You could take the view that the first Thanksgiving was also the moment when America - and the future United States of America - witnessed the very first food pantry in operation.
The Pilgrims were facing "food insecurity" to a degree that they were actually staring at outright hunger. Then along came some of the local Native Americans with a kind offer of assistance in the form of actual food.
The Pilgrims survived that Massachusetts winter. The future state, however, would witness food insecurity and outright hunger on the part of some of its citizens as a fixed part of the geopolitical landscape. The other forty nine states would face the same reality.
In the nineteenth century Native Americans would face hunger too. There were many trails of tears, while on the Great Plains an array of tribes would face outright starvation after the mass slaughter of the once immense herds of buffalo.
What the potato was to re-famine Ireland the buffalo was to those Plains tribes. The near eradication of the American Bison suited the government in Washington as it didn't want free roaming warriors hunting buffalo as they pleased.
Better to have the tribes on reservations and dependent on government supplied food. This was food stamps in an early form. Suffice it to say the tribes were better tolerated in this set of circumstances. But, in the main, official Washington, on a good day, viewed them as an inconvenience.
In recent days the spectacle of untold numbers of Americans lining up for food during the government shutdown would be a familiar sight to those tribes of yore.
Various states attempted to feed those dependent on the Supplemental Nutrition Assistance Program or SNAP. But Washington intervened and instructed the states distributing food to "immediately undo" this or be responsible for the "consequences."

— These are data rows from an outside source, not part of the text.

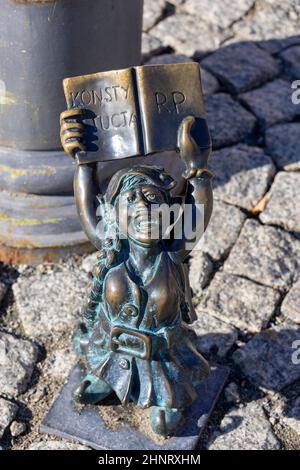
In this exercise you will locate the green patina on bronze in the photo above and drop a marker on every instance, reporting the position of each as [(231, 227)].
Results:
[(135, 340)]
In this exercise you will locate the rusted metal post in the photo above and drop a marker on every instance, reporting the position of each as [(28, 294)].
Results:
[(41, 42)]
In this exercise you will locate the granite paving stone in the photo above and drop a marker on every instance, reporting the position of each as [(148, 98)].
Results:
[(281, 208), (240, 302), (283, 144), (150, 45), (49, 304), (291, 58), (291, 418), (201, 268), (274, 46), (272, 103), (17, 360), (47, 444), (17, 428), (267, 359), (8, 411), (214, 335), (290, 307), (220, 237), (242, 175), (245, 428), (249, 67), (228, 121), (60, 363), (265, 254)]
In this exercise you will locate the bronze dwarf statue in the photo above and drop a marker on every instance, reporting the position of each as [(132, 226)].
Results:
[(135, 340)]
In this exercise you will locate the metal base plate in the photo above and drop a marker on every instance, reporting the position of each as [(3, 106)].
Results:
[(88, 427)]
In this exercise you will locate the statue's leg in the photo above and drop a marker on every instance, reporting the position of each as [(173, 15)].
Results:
[(165, 421), (91, 390)]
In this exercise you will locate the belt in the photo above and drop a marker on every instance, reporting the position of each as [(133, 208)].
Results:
[(132, 341)]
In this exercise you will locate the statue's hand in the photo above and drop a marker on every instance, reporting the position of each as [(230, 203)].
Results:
[(72, 131), (189, 149)]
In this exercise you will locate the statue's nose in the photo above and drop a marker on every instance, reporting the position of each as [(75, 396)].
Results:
[(142, 202)]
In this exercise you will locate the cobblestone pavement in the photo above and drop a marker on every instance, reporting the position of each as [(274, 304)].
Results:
[(246, 277)]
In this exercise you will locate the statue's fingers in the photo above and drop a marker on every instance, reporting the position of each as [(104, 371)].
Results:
[(72, 135), (71, 114), (190, 173), (72, 146), (186, 143), (204, 172)]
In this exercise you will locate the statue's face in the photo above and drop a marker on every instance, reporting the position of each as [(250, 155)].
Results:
[(138, 214)]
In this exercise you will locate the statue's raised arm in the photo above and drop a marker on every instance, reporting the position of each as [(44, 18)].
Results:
[(72, 135)]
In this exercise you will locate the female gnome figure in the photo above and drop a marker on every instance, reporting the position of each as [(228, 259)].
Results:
[(135, 341)]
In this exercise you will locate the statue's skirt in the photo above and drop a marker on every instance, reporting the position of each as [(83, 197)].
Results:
[(161, 368)]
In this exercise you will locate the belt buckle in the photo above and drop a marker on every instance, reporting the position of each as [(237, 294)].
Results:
[(117, 346)]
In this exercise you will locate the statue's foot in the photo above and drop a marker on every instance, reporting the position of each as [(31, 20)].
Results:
[(91, 390), (165, 421)]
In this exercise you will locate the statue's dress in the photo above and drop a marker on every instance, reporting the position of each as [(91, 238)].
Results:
[(140, 345)]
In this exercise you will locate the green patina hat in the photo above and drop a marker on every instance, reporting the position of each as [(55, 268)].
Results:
[(156, 176)]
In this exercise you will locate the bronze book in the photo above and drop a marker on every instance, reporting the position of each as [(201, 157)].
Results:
[(136, 111)]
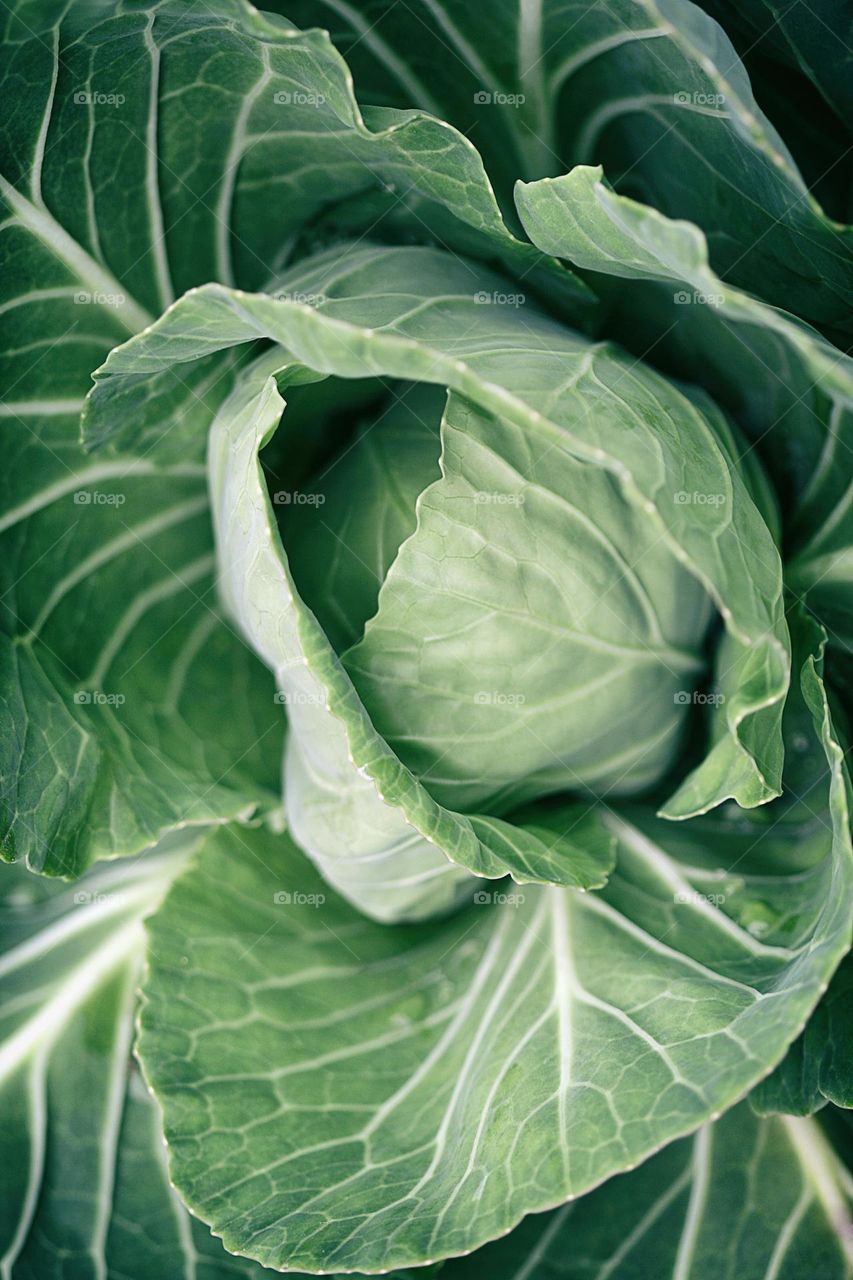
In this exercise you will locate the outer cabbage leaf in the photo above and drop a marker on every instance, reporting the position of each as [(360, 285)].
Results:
[(817, 1069), (742, 1200), (77, 952), (652, 88), (83, 1185), (483, 1066)]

With Thanksgiving just days away, and in the Year of Our Lord 2025, there are "consequences" in America for those trying to feed the hungry.

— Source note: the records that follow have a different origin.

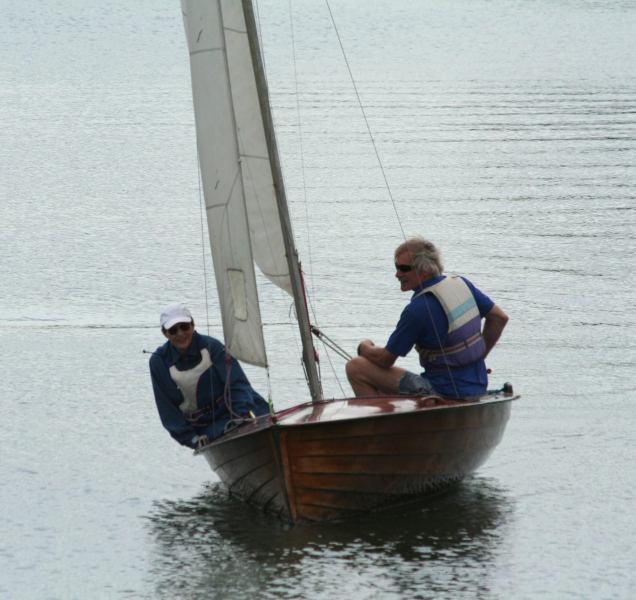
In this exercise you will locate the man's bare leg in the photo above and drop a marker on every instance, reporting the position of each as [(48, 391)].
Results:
[(367, 379)]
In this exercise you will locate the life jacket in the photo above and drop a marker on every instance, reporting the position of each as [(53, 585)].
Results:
[(464, 343), (188, 381)]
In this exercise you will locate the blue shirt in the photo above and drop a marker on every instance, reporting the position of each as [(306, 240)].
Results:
[(423, 321), (211, 393)]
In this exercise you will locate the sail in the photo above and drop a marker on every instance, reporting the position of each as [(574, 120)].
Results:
[(240, 199)]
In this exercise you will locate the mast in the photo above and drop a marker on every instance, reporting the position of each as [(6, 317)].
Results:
[(309, 356)]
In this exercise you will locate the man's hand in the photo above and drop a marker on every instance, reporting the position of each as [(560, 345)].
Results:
[(494, 324), (202, 441), (363, 344), (376, 354)]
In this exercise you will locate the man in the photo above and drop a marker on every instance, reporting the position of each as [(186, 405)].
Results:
[(443, 322), (199, 389)]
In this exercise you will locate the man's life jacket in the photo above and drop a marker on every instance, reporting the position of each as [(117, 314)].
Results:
[(464, 343)]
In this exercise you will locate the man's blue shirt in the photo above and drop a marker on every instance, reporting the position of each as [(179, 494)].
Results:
[(423, 321), (210, 394)]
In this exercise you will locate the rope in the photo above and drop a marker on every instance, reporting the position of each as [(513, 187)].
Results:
[(366, 121), (386, 182)]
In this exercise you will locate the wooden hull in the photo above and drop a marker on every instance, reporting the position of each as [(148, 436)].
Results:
[(338, 458)]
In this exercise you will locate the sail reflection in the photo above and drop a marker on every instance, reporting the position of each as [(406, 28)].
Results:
[(216, 545)]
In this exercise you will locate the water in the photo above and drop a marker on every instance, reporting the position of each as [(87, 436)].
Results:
[(507, 133)]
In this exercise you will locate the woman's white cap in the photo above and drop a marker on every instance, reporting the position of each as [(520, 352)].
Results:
[(173, 314)]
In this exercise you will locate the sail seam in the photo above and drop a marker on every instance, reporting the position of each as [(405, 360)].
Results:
[(203, 50)]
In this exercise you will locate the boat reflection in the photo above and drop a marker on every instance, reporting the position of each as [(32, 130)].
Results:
[(217, 545)]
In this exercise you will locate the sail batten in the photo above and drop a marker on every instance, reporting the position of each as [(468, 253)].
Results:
[(241, 209)]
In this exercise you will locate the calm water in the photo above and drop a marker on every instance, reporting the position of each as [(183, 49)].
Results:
[(507, 131)]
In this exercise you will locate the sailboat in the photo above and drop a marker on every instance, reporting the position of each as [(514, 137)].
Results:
[(323, 459)]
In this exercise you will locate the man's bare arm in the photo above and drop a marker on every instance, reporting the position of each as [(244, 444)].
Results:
[(494, 324), (376, 354)]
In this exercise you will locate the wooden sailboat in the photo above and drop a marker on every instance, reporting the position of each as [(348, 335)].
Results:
[(324, 459)]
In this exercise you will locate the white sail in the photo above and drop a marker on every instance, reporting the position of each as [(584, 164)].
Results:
[(242, 214)]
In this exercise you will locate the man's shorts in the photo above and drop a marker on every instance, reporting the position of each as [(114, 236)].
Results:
[(412, 384)]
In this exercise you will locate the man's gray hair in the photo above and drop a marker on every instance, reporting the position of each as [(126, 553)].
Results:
[(426, 258)]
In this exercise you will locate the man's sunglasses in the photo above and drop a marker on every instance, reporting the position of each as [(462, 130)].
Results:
[(179, 326)]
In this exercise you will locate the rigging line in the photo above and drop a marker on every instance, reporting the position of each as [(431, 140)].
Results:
[(205, 271), (366, 121), (388, 187), (310, 296), (301, 155)]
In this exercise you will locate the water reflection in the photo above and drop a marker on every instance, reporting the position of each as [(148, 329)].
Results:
[(215, 546)]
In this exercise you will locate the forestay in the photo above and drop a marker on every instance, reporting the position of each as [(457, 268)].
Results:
[(243, 218)]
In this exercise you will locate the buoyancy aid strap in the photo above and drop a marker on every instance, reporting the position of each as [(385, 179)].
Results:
[(449, 350)]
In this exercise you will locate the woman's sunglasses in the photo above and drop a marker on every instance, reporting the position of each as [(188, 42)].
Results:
[(179, 327)]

The Pilgrims would be doubtless astonished. So too would their indigenous neighbors, who did the right thing in a moment of peril for their fellow human beings.
Many will have been surprised to learn in recent days that one in eight Americans depends to one degree or another on SNAP, or to give it the older term, food stamps. And they do so all year round. You might think that succeeding governments would have somehow contrived to bring this level of dependance down over time. Yes, you might think.
You might also get to thinking that governments would contrive to stay open and functioning, especially after almost 250 years of trial and error. Yes, you might think.
But it's hard not to think that the people in all those food lines, viewed through a lens reaching back to high government in the nation's capital, came across as somehow being an inconvenience; a blot on a tableau of proclaimed perfection.
Nevertheless we push forward, ever hopeful that the better angels of our nature prevail in the face of danger to our fellows. Just as they did on that long ago first Thanksgiving.